South East Melbourne Phoenix
- Title: CEO
- League: NBL

Personal information
- Born: 29 December 1983 (age 42) Melbourne, Victoria, Australia
- Listed height: 200 cm (6 ft 7 in)
- Listed weight: 95 kg (209 lb)

Career information
- College: Augusta (2003–2004); Nova Southeastern (2004–2005);
- Playing career: 2005–2014
- Position: Small forward / power forward
- Number: 5

Career history
- 2005–2014: Melbourne Tigers

Career highlights
- 2× NBL champion (2006, 2008); Peach Belt Freshman of the Year (2004);

= Tommy Greer =

Australian basketball player

Tommy Greer (born 29 December 1983) is an Australian former professional basketball player, and former CEO of the South East Melbourne Phoenix of the National Basketball League (NBL). Greer played college basketball for Augusta State University and Nova Southeastern University and played his entire professional career for the Melbourne Tigers.

==Early life==
Greer was born in Melbourne, Victoria.

==Basketball career==
===College===
In 2003–04, Greer attended Augusta State University where he was named the Peach Belt Conference and Augusta State Freshman of the Year after he averaged 9.9 points and a team-high 5.3 rebounds per game. Greer then transferred to Nova Southeastern University for 2004–05 and led the team with 11.2 points and 4.9 rebounds per game in a solid sophomore season. He played in all 28 games, starting 27, which led the team for starts and appearances.

===Melbourne Tigers===
Greer made his NBL debut on 3 September 2005 for Melbourne against the Wollongong Hawks. He won a championship with the Tigers in his rookie season and was part of the championship winning Tigers again in 2008. He was also awarded the Tigers Most Improved Player in 2007–08.

In September 2013, Greer tore his Pectoralis tendon and was sidelined for three months.

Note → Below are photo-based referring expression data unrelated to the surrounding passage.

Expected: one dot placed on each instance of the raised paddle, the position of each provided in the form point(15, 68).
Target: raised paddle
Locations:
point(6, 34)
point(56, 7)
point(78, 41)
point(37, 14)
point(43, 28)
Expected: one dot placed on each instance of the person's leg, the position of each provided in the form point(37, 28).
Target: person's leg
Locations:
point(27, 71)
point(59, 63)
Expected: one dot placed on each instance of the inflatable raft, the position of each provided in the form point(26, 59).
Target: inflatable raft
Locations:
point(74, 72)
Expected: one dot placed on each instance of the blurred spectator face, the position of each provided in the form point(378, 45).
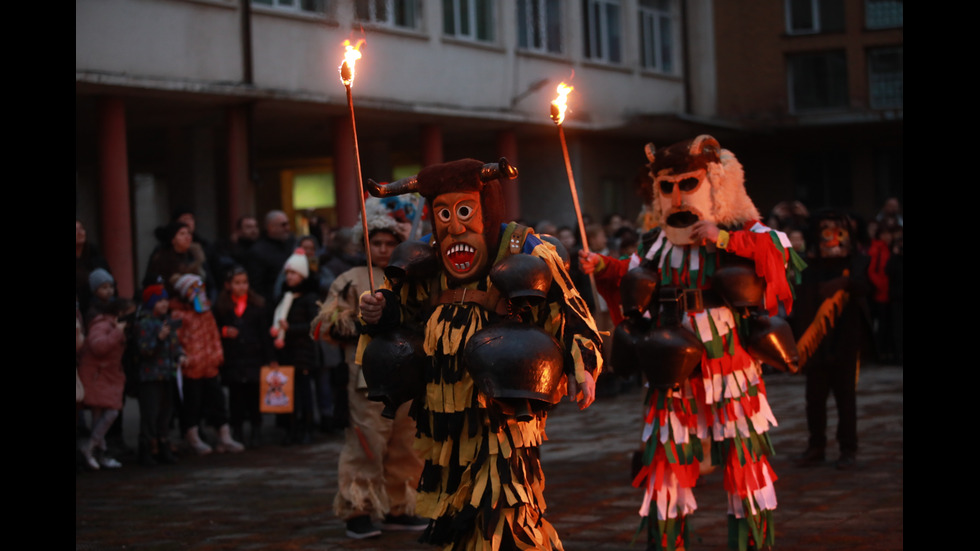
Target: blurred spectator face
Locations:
point(239, 285)
point(182, 241)
point(835, 241)
point(891, 207)
point(597, 238)
point(249, 228)
point(382, 245)
point(161, 307)
point(277, 227)
point(79, 233)
point(615, 222)
point(187, 218)
point(798, 241)
point(309, 247)
point(293, 278)
point(105, 291)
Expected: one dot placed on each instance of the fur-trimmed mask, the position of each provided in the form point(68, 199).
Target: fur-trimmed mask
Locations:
point(697, 180)
point(467, 207)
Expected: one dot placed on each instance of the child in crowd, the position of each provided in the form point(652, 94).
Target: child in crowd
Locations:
point(103, 288)
point(291, 330)
point(242, 318)
point(160, 357)
point(202, 395)
point(101, 373)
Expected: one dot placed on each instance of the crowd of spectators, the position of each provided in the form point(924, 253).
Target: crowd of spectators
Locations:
point(247, 299)
point(245, 278)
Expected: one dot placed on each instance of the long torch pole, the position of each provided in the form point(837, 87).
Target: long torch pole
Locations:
point(557, 117)
point(347, 77)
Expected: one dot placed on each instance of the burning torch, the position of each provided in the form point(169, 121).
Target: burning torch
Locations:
point(558, 106)
point(351, 55)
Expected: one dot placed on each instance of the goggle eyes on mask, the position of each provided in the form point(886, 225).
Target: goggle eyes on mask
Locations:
point(685, 184)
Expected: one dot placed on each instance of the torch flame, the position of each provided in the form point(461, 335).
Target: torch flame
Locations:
point(558, 105)
point(351, 55)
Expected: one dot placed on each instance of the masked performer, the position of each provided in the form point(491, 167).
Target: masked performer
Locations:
point(833, 319)
point(482, 481)
point(713, 271)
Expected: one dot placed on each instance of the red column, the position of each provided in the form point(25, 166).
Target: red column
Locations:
point(238, 177)
point(431, 145)
point(507, 147)
point(345, 173)
point(116, 216)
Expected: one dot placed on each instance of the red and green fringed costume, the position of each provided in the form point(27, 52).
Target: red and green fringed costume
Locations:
point(724, 401)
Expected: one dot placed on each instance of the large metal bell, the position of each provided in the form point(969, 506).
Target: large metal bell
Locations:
point(393, 367)
point(627, 336)
point(737, 282)
point(522, 276)
point(637, 290)
point(670, 355)
point(771, 342)
point(517, 365)
point(566, 258)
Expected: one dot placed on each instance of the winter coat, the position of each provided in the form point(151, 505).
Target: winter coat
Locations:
point(199, 337)
point(100, 368)
point(300, 350)
point(158, 358)
point(246, 353)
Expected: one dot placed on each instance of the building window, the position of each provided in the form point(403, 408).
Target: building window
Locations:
point(814, 16)
point(883, 14)
point(468, 19)
point(657, 24)
point(315, 6)
point(886, 78)
point(539, 25)
point(818, 81)
point(602, 30)
point(403, 14)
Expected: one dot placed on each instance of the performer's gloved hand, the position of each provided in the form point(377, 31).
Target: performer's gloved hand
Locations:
point(705, 230)
point(589, 262)
point(371, 307)
point(584, 392)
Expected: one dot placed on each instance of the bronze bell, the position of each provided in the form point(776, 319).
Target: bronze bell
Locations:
point(560, 247)
point(637, 290)
point(518, 366)
point(771, 341)
point(737, 283)
point(625, 360)
point(394, 364)
point(522, 276)
point(413, 260)
point(670, 353)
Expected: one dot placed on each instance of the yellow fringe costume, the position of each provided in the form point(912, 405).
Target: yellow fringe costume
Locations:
point(482, 482)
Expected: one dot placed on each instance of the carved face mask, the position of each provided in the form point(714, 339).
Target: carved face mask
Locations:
point(835, 240)
point(459, 231)
point(684, 199)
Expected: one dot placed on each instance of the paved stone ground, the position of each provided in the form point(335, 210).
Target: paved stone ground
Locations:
point(279, 497)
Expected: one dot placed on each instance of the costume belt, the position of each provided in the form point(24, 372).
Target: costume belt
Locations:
point(694, 300)
point(489, 300)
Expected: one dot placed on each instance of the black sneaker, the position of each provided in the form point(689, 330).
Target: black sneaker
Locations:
point(361, 528)
point(404, 523)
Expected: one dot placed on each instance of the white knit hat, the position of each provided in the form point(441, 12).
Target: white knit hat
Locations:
point(298, 263)
point(186, 282)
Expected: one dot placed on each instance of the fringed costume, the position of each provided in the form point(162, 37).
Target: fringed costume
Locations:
point(482, 483)
point(706, 222)
point(725, 402)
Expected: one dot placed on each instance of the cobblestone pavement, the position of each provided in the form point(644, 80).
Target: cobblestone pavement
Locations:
point(278, 497)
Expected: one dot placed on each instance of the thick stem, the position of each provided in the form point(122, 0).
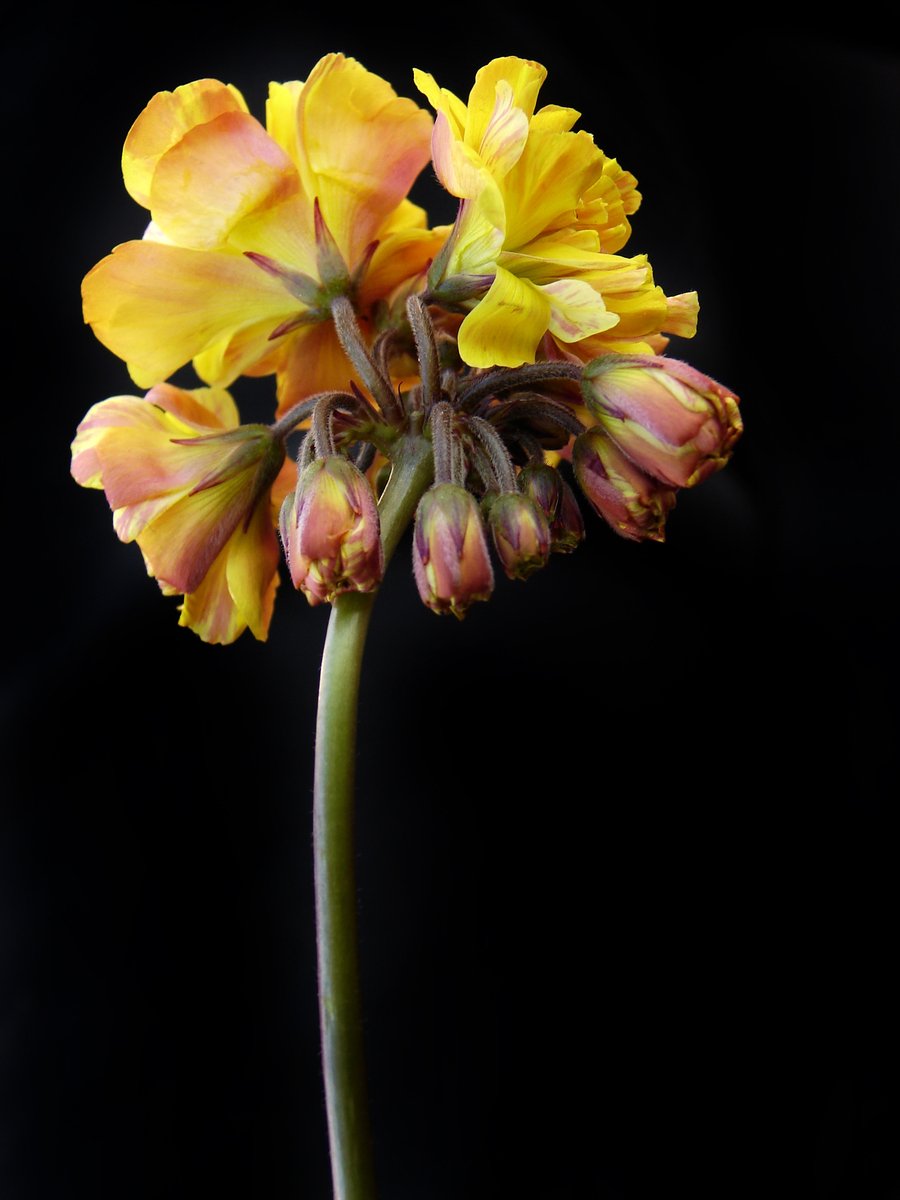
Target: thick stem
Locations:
point(340, 1002)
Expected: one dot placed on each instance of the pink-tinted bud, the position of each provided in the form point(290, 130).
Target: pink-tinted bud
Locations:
point(551, 492)
point(521, 534)
point(331, 532)
point(677, 424)
point(635, 504)
point(451, 562)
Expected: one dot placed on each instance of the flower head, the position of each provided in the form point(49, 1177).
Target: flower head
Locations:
point(255, 229)
point(541, 215)
point(197, 491)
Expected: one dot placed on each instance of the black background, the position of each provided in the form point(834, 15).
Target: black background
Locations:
point(628, 834)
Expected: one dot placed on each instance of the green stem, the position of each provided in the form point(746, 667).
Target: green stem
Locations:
point(340, 1003)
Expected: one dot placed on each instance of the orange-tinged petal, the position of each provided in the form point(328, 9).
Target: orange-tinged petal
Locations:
point(459, 167)
point(442, 101)
point(507, 325)
point(165, 121)
point(216, 174)
point(570, 160)
point(397, 259)
point(505, 133)
point(183, 543)
point(283, 232)
point(159, 306)
point(364, 144)
point(202, 407)
point(281, 117)
point(239, 588)
point(312, 361)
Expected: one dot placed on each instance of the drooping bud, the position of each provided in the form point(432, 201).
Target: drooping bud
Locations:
point(634, 503)
point(451, 562)
point(675, 423)
point(521, 534)
point(551, 492)
point(331, 532)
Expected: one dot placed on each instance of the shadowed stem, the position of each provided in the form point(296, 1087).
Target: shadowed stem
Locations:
point(340, 1003)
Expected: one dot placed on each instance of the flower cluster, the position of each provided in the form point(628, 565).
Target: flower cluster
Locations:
point(487, 370)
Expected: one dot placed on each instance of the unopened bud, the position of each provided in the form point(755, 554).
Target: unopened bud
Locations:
point(451, 562)
point(634, 503)
point(677, 424)
point(521, 534)
point(331, 532)
point(551, 492)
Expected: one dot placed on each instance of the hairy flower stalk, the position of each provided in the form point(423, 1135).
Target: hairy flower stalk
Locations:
point(443, 382)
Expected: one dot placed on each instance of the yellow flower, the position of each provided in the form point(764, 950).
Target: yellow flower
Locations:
point(255, 229)
point(543, 213)
point(199, 493)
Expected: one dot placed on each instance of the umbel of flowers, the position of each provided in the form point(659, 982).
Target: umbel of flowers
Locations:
point(471, 379)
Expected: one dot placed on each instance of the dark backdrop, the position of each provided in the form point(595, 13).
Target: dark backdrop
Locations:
point(627, 834)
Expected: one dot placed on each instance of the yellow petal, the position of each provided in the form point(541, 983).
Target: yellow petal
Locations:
point(479, 234)
point(547, 183)
point(442, 101)
point(364, 144)
point(159, 306)
point(523, 78)
point(507, 325)
point(281, 117)
point(165, 121)
point(505, 133)
point(252, 570)
point(399, 258)
point(576, 310)
point(459, 167)
point(682, 312)
point(216, 174)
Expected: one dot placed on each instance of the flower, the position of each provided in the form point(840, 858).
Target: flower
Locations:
point(198, 492)
point(330, 531)
point(634, 503)
point(451, 562)
point(543, 211)
point(675, 423)
point(256, 229)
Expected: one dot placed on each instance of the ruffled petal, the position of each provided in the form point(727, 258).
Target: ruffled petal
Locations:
point(181, 544)
point(570, 160)
point(165, 121)
point(252, 570)
point(281, 117)
point(312, 361)
point(507, 325)
point(523, 79)
point(159, 306)
point(397, 259)
point(364, 144)
point(576, 310)
point(216, 174)
point(442, 101)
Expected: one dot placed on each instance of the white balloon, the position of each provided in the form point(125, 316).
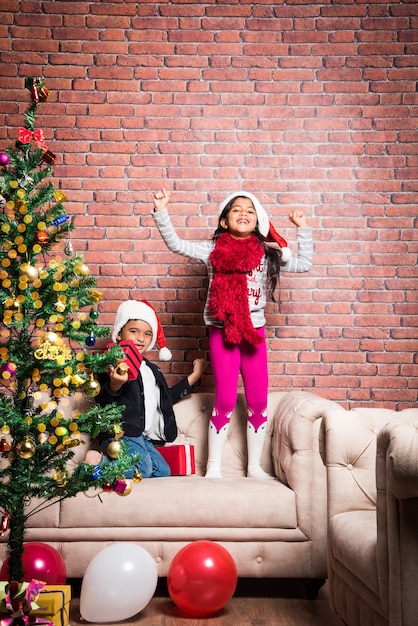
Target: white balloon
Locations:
point(118, 583)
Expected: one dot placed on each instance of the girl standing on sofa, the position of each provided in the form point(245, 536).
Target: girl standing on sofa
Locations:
point(242, 269)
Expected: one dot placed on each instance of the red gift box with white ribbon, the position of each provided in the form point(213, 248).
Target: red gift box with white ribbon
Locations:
point(180, 458)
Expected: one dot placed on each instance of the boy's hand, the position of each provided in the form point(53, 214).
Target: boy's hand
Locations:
point(298, 219)
point(160, 199)
point(116, 379)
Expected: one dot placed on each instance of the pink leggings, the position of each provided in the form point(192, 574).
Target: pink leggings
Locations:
point(228, 360)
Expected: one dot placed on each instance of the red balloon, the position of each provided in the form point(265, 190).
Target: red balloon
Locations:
point(202, 578)
point(40, 561)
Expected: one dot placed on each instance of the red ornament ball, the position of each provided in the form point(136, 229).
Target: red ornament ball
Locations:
point(202, 578)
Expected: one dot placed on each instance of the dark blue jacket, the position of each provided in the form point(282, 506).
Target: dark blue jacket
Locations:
point(131, 395)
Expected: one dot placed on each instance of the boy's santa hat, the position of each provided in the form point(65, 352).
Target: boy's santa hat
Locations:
point(264, 226)
point(144, 311)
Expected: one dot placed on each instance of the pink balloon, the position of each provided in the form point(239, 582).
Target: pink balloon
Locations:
point(202, 578)
point(40, 561)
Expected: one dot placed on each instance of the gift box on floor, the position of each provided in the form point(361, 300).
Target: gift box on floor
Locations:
point(180, 457)
point(54, 604)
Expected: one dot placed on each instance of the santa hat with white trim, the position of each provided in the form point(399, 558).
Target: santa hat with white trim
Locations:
point(144, 311)
point(264, 226)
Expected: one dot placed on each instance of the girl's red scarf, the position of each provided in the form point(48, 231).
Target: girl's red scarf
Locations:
point(232, 259)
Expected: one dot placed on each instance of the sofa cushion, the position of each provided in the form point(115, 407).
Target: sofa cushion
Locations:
point(352, 542)
point(156, 502)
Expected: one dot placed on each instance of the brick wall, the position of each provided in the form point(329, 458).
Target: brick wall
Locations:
point(310, 106)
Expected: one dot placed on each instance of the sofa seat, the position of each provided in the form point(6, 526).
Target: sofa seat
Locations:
point(273, 528)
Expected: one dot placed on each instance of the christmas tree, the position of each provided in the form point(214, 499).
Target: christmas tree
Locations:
point(48, 330)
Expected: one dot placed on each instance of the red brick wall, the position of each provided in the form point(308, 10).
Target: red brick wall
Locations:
point(311, 106)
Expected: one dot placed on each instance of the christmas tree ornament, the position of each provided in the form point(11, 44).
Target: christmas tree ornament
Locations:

On 12 April 2014, Greer announced his retirement from basketball to pursue off-court career opportunities.

===Post-playing career===
In May 2015, Greer was appointed Melbourne United's basketball operations manager.

In August 2018, Greer was appointed general manager of the South East Melbourne Phoenix. He was elevated to the position of CEO for their inaugural season in the NBL in 2019–20. On 29 October 2024, it was announced that he had resigned from his position as CEO, with his final day being 1 December 2024.